The three new Doctoral Research Scholars of the Witherspoon Institute are as follows:

    Soelve Curdts recently received her Ph.D. in Comparative Literature from Princeton University. Her work generally focuses on questions situated on the boundary between literature and philosophy, and she is now engaged in a book project that explores philosophical aspects of the writings of Russian novelist Fyodor Dostoevsky. She is currently a lecturer at Princeton University, both in the Department of Comparative Literature and the Center for Human Values.

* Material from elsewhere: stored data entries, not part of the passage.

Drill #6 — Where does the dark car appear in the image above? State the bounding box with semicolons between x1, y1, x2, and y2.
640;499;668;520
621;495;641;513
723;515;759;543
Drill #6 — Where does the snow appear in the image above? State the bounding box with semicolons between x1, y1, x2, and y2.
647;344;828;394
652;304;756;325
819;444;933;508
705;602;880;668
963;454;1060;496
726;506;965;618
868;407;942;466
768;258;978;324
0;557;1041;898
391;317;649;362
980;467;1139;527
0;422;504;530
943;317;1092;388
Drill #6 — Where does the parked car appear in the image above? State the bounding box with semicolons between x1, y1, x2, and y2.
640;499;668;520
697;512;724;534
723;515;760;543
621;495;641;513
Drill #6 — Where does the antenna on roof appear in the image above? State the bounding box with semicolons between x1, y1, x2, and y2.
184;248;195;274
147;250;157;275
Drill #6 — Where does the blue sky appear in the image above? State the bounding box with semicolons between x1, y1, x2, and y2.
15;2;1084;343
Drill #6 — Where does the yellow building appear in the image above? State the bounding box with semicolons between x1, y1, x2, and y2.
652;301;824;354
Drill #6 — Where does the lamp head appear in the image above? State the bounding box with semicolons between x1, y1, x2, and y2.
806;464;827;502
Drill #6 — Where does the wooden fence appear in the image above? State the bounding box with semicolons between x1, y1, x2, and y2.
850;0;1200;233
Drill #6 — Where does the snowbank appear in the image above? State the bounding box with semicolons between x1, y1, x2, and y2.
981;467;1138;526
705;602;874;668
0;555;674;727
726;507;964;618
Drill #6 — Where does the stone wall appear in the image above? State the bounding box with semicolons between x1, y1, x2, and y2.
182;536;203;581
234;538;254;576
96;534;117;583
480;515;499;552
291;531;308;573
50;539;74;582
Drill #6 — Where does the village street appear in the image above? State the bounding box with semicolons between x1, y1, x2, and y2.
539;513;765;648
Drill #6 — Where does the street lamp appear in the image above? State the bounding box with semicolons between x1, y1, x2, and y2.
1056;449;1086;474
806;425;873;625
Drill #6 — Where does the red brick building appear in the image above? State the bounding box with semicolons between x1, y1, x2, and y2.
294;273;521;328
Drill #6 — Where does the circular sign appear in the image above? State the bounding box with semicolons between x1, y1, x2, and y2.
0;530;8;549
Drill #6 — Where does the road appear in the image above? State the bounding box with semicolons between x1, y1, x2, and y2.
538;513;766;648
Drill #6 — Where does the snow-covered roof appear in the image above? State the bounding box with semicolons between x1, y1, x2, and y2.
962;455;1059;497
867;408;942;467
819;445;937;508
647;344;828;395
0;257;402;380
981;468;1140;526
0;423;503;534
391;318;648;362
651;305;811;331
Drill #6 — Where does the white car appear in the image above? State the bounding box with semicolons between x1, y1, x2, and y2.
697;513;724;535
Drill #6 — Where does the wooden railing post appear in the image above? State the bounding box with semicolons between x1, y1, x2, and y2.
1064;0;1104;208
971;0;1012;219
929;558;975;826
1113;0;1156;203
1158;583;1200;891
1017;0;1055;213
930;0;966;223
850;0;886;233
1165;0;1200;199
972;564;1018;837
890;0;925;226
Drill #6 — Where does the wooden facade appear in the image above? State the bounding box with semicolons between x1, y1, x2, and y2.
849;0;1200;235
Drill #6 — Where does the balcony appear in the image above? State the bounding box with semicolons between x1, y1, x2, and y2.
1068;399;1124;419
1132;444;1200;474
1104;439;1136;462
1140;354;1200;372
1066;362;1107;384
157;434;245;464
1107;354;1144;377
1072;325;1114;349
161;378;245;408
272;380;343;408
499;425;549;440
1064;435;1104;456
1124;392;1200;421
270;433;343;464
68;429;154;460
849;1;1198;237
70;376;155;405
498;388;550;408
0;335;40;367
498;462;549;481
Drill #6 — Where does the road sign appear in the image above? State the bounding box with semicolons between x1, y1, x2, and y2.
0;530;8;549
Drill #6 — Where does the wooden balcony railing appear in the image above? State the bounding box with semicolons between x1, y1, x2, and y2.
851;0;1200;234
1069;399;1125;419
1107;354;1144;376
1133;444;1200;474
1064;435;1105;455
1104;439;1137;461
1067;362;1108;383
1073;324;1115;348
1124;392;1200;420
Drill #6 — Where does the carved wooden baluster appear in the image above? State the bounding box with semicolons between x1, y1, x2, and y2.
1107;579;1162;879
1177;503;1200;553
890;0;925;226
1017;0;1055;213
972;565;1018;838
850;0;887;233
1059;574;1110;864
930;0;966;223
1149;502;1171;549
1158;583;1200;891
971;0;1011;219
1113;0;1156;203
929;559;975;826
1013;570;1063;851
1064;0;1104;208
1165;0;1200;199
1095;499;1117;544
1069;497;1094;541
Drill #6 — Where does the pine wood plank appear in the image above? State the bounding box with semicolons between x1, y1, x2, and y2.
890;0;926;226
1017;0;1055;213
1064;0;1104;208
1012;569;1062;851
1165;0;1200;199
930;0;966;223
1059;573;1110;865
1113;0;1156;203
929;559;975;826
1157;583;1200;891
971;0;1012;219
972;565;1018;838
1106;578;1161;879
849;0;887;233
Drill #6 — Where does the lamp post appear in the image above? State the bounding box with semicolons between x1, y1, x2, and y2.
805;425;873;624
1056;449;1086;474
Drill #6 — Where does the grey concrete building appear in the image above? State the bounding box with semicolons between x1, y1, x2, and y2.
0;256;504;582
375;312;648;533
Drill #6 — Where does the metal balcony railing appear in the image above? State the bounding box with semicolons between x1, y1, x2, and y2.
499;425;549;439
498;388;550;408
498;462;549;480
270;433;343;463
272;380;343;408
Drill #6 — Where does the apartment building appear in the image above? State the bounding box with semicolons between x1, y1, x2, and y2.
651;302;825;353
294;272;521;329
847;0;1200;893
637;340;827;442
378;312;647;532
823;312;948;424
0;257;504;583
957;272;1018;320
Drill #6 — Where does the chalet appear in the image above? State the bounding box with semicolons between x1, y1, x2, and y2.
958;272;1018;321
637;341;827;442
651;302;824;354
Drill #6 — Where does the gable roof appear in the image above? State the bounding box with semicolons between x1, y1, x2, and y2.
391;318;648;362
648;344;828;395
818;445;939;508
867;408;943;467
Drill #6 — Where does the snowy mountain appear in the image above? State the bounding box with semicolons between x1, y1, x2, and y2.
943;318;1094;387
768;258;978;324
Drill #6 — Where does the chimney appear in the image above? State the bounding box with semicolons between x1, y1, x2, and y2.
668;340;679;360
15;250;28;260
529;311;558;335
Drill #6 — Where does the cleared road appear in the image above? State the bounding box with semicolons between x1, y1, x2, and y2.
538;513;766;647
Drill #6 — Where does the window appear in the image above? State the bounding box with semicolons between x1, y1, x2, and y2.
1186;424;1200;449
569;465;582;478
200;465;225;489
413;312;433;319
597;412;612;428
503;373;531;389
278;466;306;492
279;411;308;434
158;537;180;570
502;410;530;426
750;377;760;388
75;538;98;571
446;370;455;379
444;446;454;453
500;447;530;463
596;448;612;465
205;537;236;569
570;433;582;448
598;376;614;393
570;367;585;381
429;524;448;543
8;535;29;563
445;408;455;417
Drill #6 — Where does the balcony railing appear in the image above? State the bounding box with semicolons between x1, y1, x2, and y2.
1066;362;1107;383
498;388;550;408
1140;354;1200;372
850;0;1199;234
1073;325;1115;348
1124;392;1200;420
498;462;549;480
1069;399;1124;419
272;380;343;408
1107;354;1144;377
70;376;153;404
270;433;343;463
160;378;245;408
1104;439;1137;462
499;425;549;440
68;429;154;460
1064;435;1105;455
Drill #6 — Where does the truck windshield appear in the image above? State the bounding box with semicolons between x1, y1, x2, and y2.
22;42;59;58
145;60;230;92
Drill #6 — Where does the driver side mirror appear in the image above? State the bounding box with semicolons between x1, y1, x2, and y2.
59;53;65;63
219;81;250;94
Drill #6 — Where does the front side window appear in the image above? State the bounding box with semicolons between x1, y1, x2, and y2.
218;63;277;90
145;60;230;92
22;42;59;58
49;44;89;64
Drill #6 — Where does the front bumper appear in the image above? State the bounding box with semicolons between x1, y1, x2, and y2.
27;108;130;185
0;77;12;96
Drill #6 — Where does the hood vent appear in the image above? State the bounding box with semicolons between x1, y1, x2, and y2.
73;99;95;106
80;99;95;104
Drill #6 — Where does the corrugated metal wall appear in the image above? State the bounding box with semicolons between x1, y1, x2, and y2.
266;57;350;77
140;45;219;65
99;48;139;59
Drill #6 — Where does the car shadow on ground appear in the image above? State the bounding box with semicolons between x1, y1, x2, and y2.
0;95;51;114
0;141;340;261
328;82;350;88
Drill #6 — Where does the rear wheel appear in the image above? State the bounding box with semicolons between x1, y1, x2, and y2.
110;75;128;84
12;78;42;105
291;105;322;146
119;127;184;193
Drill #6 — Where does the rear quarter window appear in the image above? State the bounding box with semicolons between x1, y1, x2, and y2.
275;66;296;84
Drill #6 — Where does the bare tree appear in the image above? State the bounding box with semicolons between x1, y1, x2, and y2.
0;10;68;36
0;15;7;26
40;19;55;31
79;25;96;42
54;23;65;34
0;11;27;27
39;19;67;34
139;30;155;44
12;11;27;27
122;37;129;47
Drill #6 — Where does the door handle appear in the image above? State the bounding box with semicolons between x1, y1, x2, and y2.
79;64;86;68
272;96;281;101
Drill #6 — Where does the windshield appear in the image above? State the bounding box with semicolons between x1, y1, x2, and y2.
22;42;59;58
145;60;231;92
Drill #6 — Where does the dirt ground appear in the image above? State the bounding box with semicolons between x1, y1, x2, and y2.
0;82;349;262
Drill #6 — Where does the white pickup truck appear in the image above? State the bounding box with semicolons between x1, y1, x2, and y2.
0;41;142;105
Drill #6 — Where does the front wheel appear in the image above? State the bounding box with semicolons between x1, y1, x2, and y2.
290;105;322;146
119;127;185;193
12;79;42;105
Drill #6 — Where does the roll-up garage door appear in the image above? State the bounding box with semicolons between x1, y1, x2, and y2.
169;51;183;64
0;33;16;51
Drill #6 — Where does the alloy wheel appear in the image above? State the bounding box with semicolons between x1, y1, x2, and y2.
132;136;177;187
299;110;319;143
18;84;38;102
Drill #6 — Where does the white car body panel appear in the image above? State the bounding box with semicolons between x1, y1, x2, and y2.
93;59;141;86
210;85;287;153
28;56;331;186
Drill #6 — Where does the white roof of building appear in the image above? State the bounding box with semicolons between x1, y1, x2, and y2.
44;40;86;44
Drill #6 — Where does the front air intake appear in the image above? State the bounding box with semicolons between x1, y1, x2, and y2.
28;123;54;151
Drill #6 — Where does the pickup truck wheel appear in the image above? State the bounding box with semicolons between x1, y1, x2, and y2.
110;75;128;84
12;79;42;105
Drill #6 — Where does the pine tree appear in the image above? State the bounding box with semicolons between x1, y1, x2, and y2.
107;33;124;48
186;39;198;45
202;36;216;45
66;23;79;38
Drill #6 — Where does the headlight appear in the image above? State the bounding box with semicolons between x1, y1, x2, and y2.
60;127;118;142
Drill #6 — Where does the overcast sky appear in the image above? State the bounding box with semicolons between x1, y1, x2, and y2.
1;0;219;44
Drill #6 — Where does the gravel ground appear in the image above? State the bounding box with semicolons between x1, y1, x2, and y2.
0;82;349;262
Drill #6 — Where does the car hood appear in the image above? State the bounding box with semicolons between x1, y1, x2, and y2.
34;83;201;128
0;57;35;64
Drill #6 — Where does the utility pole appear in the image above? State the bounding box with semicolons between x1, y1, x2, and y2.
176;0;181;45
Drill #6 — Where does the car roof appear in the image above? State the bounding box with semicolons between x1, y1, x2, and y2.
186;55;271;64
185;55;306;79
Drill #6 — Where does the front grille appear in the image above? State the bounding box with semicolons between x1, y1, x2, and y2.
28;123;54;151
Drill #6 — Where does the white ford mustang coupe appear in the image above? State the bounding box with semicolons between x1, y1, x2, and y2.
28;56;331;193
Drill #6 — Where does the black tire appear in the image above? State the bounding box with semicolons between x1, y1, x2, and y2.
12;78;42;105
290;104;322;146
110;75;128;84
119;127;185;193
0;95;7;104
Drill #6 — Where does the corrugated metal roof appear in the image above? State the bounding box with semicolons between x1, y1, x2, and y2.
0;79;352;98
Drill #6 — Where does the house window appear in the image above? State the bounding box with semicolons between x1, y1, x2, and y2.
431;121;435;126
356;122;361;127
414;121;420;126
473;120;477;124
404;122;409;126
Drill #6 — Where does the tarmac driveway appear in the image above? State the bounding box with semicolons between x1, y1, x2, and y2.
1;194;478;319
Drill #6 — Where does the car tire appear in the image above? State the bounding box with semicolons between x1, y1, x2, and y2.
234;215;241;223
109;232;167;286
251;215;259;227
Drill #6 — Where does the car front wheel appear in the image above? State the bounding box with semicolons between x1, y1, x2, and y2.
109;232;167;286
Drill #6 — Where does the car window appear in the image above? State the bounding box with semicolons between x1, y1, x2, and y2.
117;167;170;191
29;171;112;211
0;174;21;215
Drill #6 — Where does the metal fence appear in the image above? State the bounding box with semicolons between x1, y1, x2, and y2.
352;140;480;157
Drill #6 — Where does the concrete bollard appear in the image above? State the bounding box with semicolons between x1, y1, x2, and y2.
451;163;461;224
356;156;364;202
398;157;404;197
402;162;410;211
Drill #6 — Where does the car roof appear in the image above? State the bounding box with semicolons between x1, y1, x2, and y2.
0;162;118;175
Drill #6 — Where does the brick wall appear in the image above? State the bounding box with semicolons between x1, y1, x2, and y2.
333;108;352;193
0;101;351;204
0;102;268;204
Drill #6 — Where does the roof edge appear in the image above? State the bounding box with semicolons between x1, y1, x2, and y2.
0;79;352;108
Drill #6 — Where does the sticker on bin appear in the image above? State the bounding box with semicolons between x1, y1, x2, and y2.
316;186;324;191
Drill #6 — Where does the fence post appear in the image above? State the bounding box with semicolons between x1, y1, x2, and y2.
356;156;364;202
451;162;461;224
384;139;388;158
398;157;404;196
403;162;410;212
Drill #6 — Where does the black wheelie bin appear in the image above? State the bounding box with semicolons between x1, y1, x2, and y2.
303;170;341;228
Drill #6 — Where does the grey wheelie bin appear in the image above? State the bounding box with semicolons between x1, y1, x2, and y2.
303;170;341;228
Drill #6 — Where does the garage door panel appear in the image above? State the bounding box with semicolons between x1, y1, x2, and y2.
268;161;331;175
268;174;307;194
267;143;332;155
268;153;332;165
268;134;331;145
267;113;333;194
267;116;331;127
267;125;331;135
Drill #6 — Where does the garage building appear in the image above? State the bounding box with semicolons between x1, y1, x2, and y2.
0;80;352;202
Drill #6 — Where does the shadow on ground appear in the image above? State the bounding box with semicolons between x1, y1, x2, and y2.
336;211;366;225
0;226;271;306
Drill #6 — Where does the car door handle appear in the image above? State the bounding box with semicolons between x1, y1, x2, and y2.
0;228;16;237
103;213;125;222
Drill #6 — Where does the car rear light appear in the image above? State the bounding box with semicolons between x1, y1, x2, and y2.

  • Ana Samuel is a doctoral candidate in Political Philosophy at the University of Notre Dame and earned her A.B. from Princeton University in 2000. Her dissertation is a liberal defense of morals legislation drawn from the philosophy of Montesquieu, with particular concern for sexual morality in the law. Such an approach seeks to support many of the positions defended by the natural law tradition of Aristotle and Thomas Aquinas, despite the fact that Montesquieu, to whom the American Founders looked as an authority in political philosophy, rejected many of the ideas of Aristotle and Aquinas. For a time, Mrs. Samuel served as the first Executive Director of the Witherspoon Institute.
  • Nicholas Joshua Teh plans to complete a dissertation in Philosophy of Physics in the D.Phil. program at Cambridge University, where he received the position of Research Scholar at Trinity College. Mr. Teh graduated magna cum laude from Princeton University with an A.B. in Astrophysics in 2005. Thereafter, he studied as a Ph.D. candidate in Philosophy at the University of Pittsburgh and as a visiting student in Harvard University’s Philosophy Department. He has research interests in various aspects of natural philosophy, including causation, laws of nature, dispositions or powers of things, and the definition of life. Apart from his primary research area, he has interests in action theory, moral psychology, and the nature of rationality. His work in these areas is informed by thinkers such as Aristotle, Aquinas, Kant, and G. E. M. Anscombe, and seeks to develop and integrate their insights.